I am planning a trip to town for groceries and sundries. This is not simple - I must think of everything before I leave. 7 miles to the mainland, 25 miles to the store. My lists are detailed and compartmentalized by store name. Hardware, grocery, home goods, thrift.
These trips are joyful in their aloneness, and fraught with homesickness. I miss the checkout ladies - Donna and Mary especially - who have been helping me with groceries for longer than my children have been alive. I ache for the ease of a store just 10 minutes away. I long for stranger-smiles, which are not customary here. Instead my fellow shoppers glare at me with suspicion, and walk away from my assumed intimacy.

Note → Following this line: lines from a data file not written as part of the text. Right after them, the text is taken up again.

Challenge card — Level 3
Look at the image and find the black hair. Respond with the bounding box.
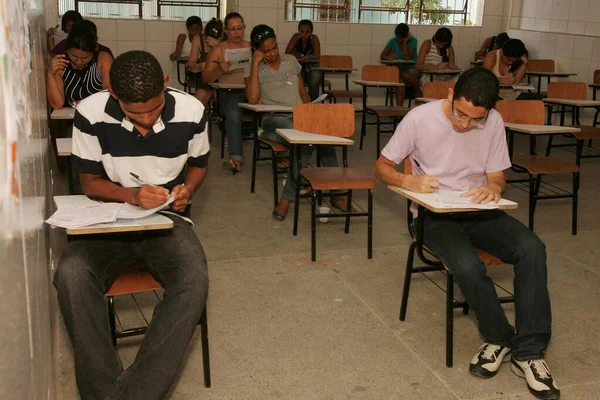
[224,12,244,27]
[453,68,499,110]
[66,21,97,53]
[495,32,510,50]
[298,19,313,32]
[394,23,409,38]
[110,51,164,103]
[250,24,277,49]
[502,39,528,73]
[205,18,223,40]
[432,27,453,63]
[61,10,83,33]
[186,16,203,30]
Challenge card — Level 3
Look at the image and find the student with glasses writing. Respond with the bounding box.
[203,12,252,174]
[374,68,559,400]
[46,20,112,110]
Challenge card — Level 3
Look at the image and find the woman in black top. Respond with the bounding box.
[46,21,112,110]
[285,19,323,100]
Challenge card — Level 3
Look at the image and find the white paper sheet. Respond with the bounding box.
[117,196,174,219]
[224,48,251,73]
[46,203,122,228]
[310,93,328,103]
[434,190,499,210]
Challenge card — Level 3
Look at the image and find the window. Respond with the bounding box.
[286,0,482,25]
[58,0,220,21]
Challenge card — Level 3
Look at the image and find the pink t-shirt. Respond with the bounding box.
[381,100,511,194]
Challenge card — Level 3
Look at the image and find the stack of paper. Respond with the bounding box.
[435,191,499,210]
[46,195,174,229]
[512,84,535,91]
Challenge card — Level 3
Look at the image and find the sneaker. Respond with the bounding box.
[469,343,512,378]
[511,358,560,400]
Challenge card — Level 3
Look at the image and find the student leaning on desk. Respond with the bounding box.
[373,68,560,400]
[53,50,210,400]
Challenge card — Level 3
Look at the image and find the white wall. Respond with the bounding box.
[509,0,600,36]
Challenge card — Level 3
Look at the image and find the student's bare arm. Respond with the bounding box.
[306,35,321,62]
[188,35,202,71]
[79,173,169,209]
[380,45,394,60]
[202,46,224,83]
[285,34,300,55]
[373,156,439,193]
[170,34,186,60]
[46,54,67,109]
[475,37,491,60]
[98,51,113,90]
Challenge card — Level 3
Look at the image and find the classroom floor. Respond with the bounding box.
[52,115,600,400]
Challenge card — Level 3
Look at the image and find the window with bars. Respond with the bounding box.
[285,0,482,25]
[58,0,220,20]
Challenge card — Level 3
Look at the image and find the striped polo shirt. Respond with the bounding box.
[71,88,210,190]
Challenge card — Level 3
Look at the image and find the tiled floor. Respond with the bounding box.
[54,116,600,399]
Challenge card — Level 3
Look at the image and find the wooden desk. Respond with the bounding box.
[470,60,484,66]
[526,71,577,94]
[414,97,437,105]
[312,67,355,72]
[66,213,174,235]
[238,103,293,113]
[353,80,405,88]
[276,129,354,146]
[51,107,75,120]
[380,59,415,66]
[543,98,600,126]
[589,83,600,100]
[428,69,462,82]
[210,83,246,91]
[387,186,517,213]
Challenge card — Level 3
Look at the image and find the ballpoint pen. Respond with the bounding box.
[129,172,157,187]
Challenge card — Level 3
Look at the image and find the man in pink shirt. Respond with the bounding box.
[374,68,559,400]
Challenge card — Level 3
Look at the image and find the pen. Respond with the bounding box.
[130,172,157,187]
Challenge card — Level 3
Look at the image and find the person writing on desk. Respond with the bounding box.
[247,24,348,221]
[415,27,460,87]
[380,23,422,102]
[373,68,560,400]
[54,50,210,400]
[285,19,322,101]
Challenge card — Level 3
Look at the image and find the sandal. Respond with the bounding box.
[222,160,242,175]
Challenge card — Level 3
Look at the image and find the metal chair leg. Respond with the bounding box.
[271,150,279,209]
[572,171,579,235]
[376,115,381,159]
[528,174,535,231]
[200,308,211,388]
[545,135,553,156]
[108,296,117,348]
[367,189,373,260]
[344,190,353,234]
[250,139,259,194]
[446,273,454,368]
[399,242,416,321]
[311,190,317,262]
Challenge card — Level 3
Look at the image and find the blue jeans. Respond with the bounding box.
[300,64,323,100]
[220,91,246,163]
[54,215,209,400]
[420,210,551,361]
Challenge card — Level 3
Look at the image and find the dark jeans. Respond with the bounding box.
[420,210,551,360]
[301,64,323,100]
[54,215,209,400]
[220,91,246,163]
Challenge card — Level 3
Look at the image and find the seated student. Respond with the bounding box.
[247,24,348,221]
[284,19,322,101]
[170,16,203,61]
[188,18,224,105]
[416,27,459,87]
[483,39,541,100]
[373,68,559,400]
[203,12,251,174]
[52,19,114,59]
[475,32,510,61]
[380,23,422,101]
[47,10,82,53]
[55,50,210,400]
[46,21,112,110]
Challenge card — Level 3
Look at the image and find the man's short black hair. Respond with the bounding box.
[453,68,499,110]
[394,23,409,38]
[298,19,313,31]
[186,16,202,29]
[110,51,164,103]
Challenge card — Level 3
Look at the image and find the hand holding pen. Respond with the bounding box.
[130,172,169,209]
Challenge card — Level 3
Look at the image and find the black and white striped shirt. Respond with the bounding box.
[62,52,104,107]
[72,88,210,191]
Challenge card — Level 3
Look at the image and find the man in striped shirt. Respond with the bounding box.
[54,51,210,400]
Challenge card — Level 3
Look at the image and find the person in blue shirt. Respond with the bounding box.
[380,23,422,102]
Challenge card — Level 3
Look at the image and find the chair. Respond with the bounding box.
[527,59,555,94]
[359,65,411,158]
[545,82,600,163]
[593,70,600,126]
[423,81,455,99]
[399,158,514,368]
[106,262,211,387]
[496,100,580,234]
[320,55,362,104]
[291,104,376,261]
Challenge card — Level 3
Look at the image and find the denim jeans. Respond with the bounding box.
[220,91,246,163]
[420,210,551,361]
[54,215,209,400]
[300,65,323,101]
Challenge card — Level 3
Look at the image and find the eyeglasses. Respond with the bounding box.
[451,103,489,127]
[226,25,245,32]
[66,51,93,63]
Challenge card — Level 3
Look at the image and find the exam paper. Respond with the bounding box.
[311,93,328,103]
[512,84,535,91]
[434,191,499,210]
[46,203,122,228]
[224,48,251,73]
[117,196,174,219]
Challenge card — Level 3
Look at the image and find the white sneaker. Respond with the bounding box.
[511,358,560,400]
[469,343,512,378]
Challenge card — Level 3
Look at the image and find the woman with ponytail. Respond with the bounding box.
[415,27,459,87]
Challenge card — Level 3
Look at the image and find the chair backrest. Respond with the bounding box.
[495,100,545,125]
[320,55,353,69]
[547,82,587,100]
[361,65,399,82]
[527,59,555,72]
[595,70,600,84]
[293,103,355,138]
[423,81,455,99]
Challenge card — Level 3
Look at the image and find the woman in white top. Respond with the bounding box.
[169,16,203,61]
[416,27,459,87]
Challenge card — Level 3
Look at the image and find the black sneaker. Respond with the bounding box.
[511,358,560,400]
[469,343,512,378]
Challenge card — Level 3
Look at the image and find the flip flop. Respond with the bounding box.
[222,160,241,175]
[272,208,287,221]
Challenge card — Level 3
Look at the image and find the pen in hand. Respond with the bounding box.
[130,172,157,188]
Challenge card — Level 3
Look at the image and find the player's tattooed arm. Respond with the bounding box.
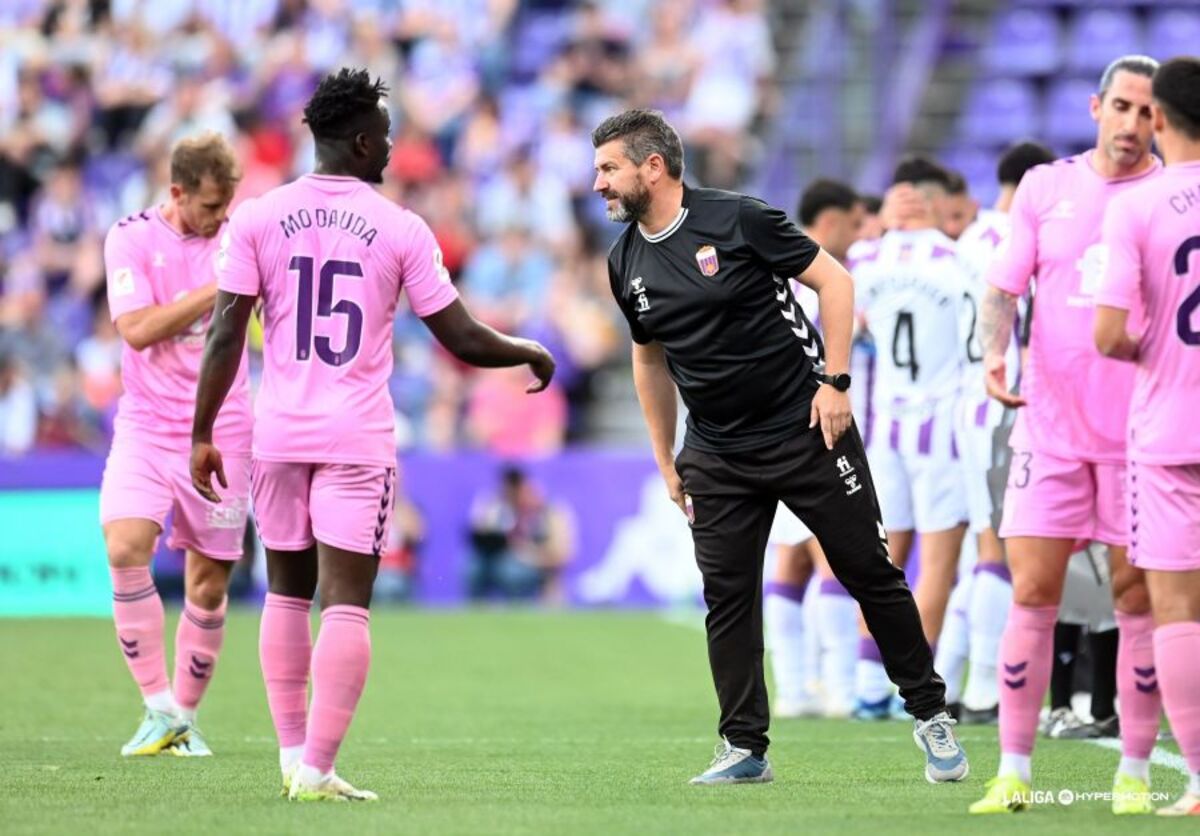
[190,290,254,502]
[115,282,218,350]
[422,299,555,393]
[979,286,1026,407]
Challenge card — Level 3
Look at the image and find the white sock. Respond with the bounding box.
[856,658,891,703]
[801,578,821,695]
[963,567,1011,710]
[178,706,197,724]
[999,752,1032,783]
[144,689,176,715]
[295,762,329,787]
[1189,771,1200,795]
[280,745,304,776]
[816,585,859,711]
[764,584,810,704]
[1118,757,1150,783]
[934,575,973,704]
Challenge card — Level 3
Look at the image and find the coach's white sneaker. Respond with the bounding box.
[913,712,969,783]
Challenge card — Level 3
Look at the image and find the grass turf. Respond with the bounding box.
[0,609,1189,834]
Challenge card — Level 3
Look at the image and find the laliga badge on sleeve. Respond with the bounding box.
[695,245,719,277]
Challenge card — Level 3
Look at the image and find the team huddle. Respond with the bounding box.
[96,53,1200,815]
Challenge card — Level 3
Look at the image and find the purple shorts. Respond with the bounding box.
[100,439,251,560]
[251,460,396,556]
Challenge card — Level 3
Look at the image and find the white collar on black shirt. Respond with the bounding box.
[638,206,688,243]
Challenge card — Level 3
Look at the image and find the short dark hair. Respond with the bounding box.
[798,179,858,227]
[591,109,685,179]
[1153,56,1200,141]
[1098,54,1158,99]
[945,170,968,196]
[303,67,389,141]
[859,194,883,215]
[996,141,1055,186]
[891,155,953,189]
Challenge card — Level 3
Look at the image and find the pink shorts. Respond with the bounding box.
[1129,460,1200,571]
[100,439,251,560]
[998,448,1126,545]
[251,460,396,556]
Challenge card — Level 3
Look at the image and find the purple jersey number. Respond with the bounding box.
[290,255,364,366]
[1175,236,1200,347]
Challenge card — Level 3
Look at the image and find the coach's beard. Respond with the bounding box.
[605,183,651,223]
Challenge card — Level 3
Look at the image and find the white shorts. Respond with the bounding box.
[956,394,1003,533]
[768,503,813,546]
[868,400,968,533]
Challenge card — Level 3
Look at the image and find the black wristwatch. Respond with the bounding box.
[819,372,852,392]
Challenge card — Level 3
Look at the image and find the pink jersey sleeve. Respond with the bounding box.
[216,199,262,297]
[398,214,458,317]
[1095,192,1143,311]
[986,170,1040,296]
[104,224,155,320]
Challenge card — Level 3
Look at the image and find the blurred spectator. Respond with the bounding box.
[465,365,568,457]
[466,465,576,604]
[30,153,102,297]
[0,350,37,455]
[74,290,121,421]
[683,0,773,188]
[476,144,575,252]
[460,223,554,331]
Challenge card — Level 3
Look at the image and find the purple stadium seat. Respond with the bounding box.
[960,79,1040,145]
[939,145,1000,207]
[1146,7,1200,63]
[981,8,1061,76]
[1043,77,1099,146]
[1065,8,1142,75]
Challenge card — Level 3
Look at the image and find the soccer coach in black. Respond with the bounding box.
[593,109,967,786]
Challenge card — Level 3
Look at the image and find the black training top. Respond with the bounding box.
[607,186,825,453]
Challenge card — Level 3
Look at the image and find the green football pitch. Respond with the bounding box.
[0,610,1189,835]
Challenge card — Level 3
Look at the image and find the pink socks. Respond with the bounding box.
[1115,611,1161,762]
[1155,621,1200,777]
[997,604,1057,757]
[302,606,372,775]
[259,593,314,749]
[111,567,170,702]
[174,598,227,716]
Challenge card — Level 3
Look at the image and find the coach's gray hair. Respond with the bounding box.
[591,109,685,179]
[1098,55,1159,99]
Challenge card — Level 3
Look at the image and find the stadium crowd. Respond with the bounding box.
[0,0,777,456]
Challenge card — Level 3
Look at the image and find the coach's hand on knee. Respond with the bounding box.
[810,386,852,450]
[190,441,227,504]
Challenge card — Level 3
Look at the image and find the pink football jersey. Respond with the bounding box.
[216,174,458,466]
[1096,160,1200,464]
[105,208,252,452]
[986,152,1162,463]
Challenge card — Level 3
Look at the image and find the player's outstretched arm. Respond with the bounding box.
[114,282,218,351]
[1093,304,1138,362]
[190,289,255,502]
[979,286,1026,408]
[421,299,555,393]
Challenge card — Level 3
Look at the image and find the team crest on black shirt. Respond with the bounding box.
[695,245,719,277]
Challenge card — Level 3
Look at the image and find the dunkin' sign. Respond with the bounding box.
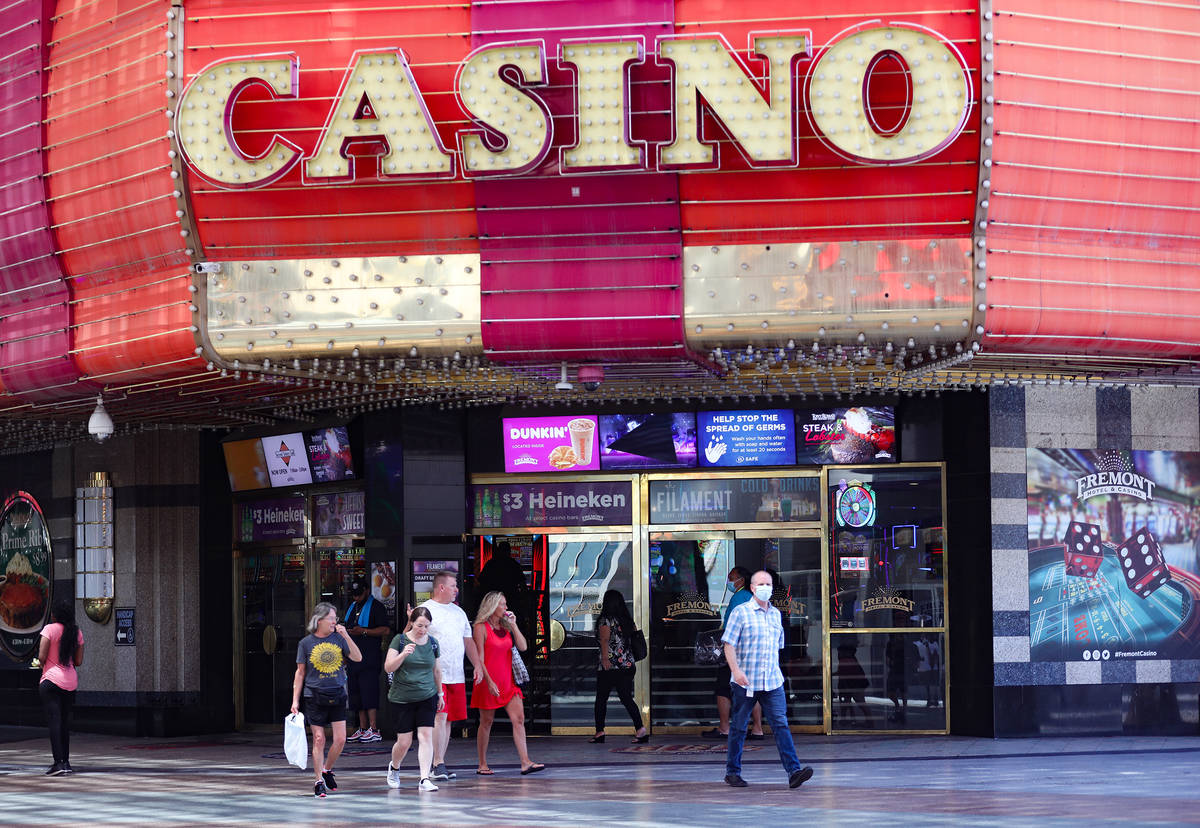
[175,21,972,188]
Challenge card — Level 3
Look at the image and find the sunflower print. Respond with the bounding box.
[309,641,344,676]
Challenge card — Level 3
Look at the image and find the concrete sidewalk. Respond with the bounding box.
[2,728,1200,826]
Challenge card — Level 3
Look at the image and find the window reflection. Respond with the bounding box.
[832,632,945,731]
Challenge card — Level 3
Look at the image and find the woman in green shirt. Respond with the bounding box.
[383,606,444,792]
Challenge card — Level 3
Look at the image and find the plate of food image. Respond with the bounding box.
[0,571,50,634]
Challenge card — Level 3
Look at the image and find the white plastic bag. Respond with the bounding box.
[284,712,308,770]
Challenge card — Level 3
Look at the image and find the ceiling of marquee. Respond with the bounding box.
[2,348,1197,452]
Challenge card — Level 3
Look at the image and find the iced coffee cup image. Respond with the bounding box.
[567,418,596,465]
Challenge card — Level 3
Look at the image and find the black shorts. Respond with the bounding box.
[391,694,438,734]
[347,662,382,710]
[714,663,733,698]
[304,693,348,727]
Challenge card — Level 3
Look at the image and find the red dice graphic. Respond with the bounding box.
[1062,521,1103,579]
[1117,527,1170,599]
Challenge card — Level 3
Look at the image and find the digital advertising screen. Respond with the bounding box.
[795,406,896,464]
[305,426,355,483]
[261,432,314,487]
[1027,448,1200,662]
[223,438,271,492]
[696,409,796,467]
[598,412,697,470]
[502,415,600,473]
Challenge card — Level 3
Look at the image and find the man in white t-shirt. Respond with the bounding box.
[419,570,482,781]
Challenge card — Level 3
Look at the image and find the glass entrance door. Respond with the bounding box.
[733,530,824,729]
[827,464,948,733]
[647,532,735,729]
[239,547,308,725]
[546,534,636,733]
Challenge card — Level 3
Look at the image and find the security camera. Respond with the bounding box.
[578,364,604,391]
[554,361,573,391]
[88,395,114,443]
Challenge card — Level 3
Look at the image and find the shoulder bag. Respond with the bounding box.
[511,645,531,685]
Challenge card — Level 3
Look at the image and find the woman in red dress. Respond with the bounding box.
[470,591,545,775]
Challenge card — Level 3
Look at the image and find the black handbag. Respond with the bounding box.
[629,628,648,662]
[693,628,725,665]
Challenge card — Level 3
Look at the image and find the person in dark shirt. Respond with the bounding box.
[476,541,531,640]
[344,581,391,743]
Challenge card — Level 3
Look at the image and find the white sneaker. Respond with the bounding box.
[419,777,439,792]
[386,763,400,789]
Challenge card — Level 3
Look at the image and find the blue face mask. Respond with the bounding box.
[753,584,773,602]
[728,580,740,592]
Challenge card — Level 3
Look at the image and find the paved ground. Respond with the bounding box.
[2,726,1200,826]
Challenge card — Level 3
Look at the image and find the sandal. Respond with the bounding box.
[520,763,546,775]
[475,768,495,775]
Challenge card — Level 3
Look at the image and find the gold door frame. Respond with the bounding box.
[468,464,949,736]
[231,537,309,731]
[822,462,950,735]
[731,526,826,734]
[640,469,824,734]
[468,473,647,735]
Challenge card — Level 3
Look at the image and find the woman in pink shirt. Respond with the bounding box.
[38,599,84,776]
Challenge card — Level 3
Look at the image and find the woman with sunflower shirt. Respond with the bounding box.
[292,601,363,797]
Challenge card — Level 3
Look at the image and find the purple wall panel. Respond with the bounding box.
[472,0,687,362]
[0,0,85,401]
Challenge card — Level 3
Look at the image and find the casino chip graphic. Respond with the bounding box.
[309,641,344,675]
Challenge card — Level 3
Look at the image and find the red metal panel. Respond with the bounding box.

Out and back, just like at home but somehow totally different. I still am a stranger here, caught in a web of partial familiarity after 5 summers in 10 years. I know the roads and the stores, but I do not know the place.
In these summers I am a traveler, restless and rootless. This is not a bad thing. The experience makes me more flexible and adaptable. I certainly appreciate the luxury of my home, my life, far more when I return. My children are ineffably enlightened as well, and we all become closer. Most importantly, I get the chance to spend time with people I otherwise would never see. Still, these mornings when I go through my list a dozen times, I dream of home.